Summary: A truly important 'social issue picture', Billy Wilder's 'The Lost Weekend' is a masterful exploration of alcoholism. And it looks sublime on Blu-ray.
It didn't take long for the Academy to right their snub of 'Double Indemnity'. The following year, in 1946, Billy Wilder won Best Screenplay and Best Director while 'The Lost Weekend' also took home Best Picture. Rounding out the major awards, Ray Milland won Best Actor for his brave, simmering and humane work as boozed up writer Don Birnam who falls off the wagon to spectacular effect.
The old story is that Paramount were offered millions to bury the release of the film so as not to harm the liquor industry. Ever witty, Billy Wilder claimed he would have accepted if the offer had been exclusively to him. Regardless, 'The Lost Weekend' - even now - is powerful enough to warrant some truth to that tale: It'd scare the alcohol companies even now.
Previous noirs romanticised alcohol, smoking, femme fatales and all the rest of it. 'The Lost Weekend' is the hangover from 'Double Indemnity'. It was a wake-up call that helped usher in more realism to a stylised medium.
Indeed, Billy Wilder throughout his career bridged style and substance with impeccable resolve. There's a nightmare sequence that wouldn't be out of place in a David Lynch film, offset to a brooding noir beat that Wilder would revisit in 'Sunset Boulevard' all the while treating the material with respect and humanity. He grants us people, not characters and moments, not scenes.
Drunks aren't zombies; they've got wit, fear and as wide a spectrum of emotions as anybody else, which is something 'The Lost Weekend' never simplifies to make a narrative smoother. Instead, Billy Wilder acts as bartender to Ray Milland who uses his underrated skill to decide whether or not this particular glass is half full or half empty.

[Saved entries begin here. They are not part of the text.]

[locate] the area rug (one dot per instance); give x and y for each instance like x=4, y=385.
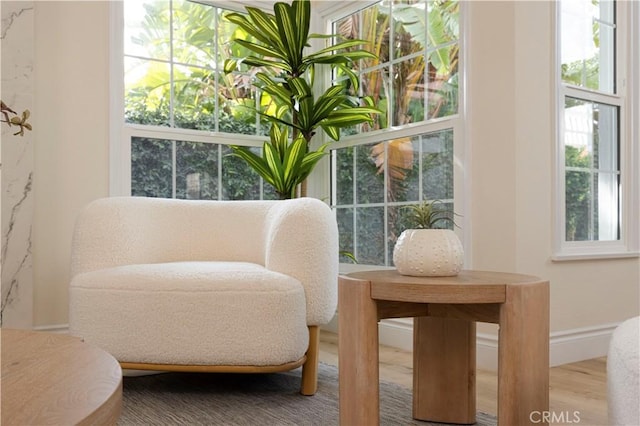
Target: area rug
x=252, y=399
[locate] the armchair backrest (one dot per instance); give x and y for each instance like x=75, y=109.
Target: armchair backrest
x=295, y=237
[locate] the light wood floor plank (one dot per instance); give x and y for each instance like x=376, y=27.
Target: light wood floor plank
x=578, y=389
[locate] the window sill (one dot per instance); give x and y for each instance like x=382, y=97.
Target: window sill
x=568, y=257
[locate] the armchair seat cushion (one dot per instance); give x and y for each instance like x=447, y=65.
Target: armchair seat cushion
x=192, y=313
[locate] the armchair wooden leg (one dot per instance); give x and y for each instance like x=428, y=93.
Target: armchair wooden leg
x=310, y=366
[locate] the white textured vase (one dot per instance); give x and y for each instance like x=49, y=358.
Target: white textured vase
x=428, y=253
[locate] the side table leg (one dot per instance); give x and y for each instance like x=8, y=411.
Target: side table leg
x=358, y=374
x=523, y=355
x=444, y=370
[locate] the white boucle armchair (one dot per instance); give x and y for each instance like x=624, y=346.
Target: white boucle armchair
x=219, y=286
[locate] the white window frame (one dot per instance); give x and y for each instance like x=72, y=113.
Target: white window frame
x=627, y=99
x=461, y=191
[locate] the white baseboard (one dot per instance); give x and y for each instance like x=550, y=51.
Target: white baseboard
x=58, y=328
x=565, y=346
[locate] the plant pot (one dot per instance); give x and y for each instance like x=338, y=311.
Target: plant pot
x=428, y=253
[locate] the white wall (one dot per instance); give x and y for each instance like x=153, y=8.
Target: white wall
x=511, y=151
x=71, y=149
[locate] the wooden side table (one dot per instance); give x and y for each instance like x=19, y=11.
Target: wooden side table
x=445, y=310
x=56, y=379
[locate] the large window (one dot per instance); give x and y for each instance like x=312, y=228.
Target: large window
x=407, y=155
x=181, y=110
x=596, y=138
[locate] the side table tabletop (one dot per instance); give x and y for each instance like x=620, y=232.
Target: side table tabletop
x=56, y=379
x=445, y=311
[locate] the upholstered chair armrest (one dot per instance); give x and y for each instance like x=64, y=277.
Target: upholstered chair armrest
x=106, y=234
x=302, y=241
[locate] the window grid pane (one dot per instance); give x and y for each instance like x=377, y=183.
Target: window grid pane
x=592, y=174
x=384, y=178
x=174, y=52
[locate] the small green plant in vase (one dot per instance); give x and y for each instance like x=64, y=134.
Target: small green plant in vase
x=431, y=215
x=429, y=248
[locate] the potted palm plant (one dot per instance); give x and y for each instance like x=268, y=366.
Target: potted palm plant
x=429, y=248
x=284, y=73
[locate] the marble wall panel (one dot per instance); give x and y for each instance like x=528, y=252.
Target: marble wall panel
x=17, y=61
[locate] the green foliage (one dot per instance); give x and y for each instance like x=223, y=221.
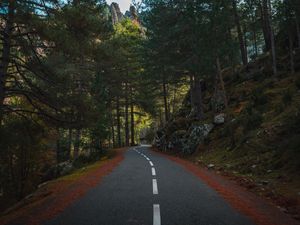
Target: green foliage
x=297, y=83
x=251, y=119
x=259, y=97
x=287, y=98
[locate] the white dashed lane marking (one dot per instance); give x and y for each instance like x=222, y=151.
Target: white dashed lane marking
x=156, y=215
x=156, y=208
x=153, y=171
x=154, y=184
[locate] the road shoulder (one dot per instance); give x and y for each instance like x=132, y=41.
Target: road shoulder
x=53, y=197
x=257, y=209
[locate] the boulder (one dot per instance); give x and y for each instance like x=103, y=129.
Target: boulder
x=197, y=135
x=219, y=119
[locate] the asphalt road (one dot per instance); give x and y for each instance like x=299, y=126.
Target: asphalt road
x=148, y=189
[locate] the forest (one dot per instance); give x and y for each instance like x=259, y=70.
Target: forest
x=78, y=78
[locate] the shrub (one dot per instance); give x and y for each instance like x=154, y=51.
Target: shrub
x=287, y=98
x=250, y=119
x=297, y=82
x=258, y=97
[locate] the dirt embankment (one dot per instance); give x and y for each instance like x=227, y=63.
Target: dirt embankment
x=53, y=197
x=258, y=209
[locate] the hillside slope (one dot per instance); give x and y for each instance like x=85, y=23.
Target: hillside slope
x=256, y=139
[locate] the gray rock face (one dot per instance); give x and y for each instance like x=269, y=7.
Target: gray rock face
x=116, y=13
x=219, y=119
x=217, y=101
x=196, y=137
x=58, y=170
x=182, y=140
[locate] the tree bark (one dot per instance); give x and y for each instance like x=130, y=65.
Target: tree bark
x=298, y=29
x=4, y=62
x=118, y=122
x=273, y=51
x=265, y=24
x=132, y=121
x=68, y=156
x=220, y=76
x=240, y=34
x=126, y=115
x=58, y=146
x=76, y=143
x=255, y=39
x=112, y=130
x=291, y=50
x=197, y=95
x=165, y=94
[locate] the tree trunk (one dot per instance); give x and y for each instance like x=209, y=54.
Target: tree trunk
x=197, y=95
x=298, y=29
x=118, y=122
x=113, y=130
x=58, y=146
x=132, y=122
x=68, y=154
x=265, y=24
x=291, y=50
x=273, y=51
x=126, y=115
x=220, y=76
x=76, y=144
x=243, y=48
x=255, y=39
x=165, y=101
x=6, y=46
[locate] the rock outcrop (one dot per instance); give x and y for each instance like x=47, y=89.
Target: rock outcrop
x=116, y=13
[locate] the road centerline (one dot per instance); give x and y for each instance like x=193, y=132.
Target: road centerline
x=156, y=215
x=154, y=184
x=153, y=171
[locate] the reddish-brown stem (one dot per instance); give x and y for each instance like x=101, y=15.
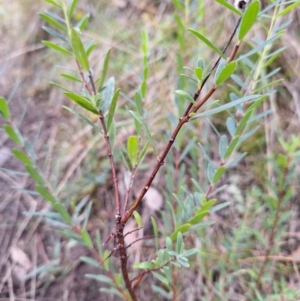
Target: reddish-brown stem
x=181, y=122
x=119, y=228
x=109, y=151
x=128, y=190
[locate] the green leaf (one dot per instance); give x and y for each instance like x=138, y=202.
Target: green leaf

The film speaks for itself and has continued to do so for decades as other 'classics' of the era find themselves dated. On to Eureka's Blu-ray: This Masters of Cinema release is licensed from Universal for their 100th anniversary, and the print is super. Extras-wise, it contains a booklet, the radio adaptation from 1946 and a three-hour three-part 1992 documentary entitled 'Billy, How Did You Do It?' which sees 'The Tin Drum' filmmaker Volker Schlondorff converse with Wilder in great detail and informality. (If you like that, some years later just before Wilder's death in 2002, Cameron Crowe had the same idea and wrote a book based around his revealing interviews with him, which is also strongly recommended)
All in all, 'The Lost Weekend' is a true essential, and the Blu-ray really warrants an upgrade from Universal's old bare-bones DVD.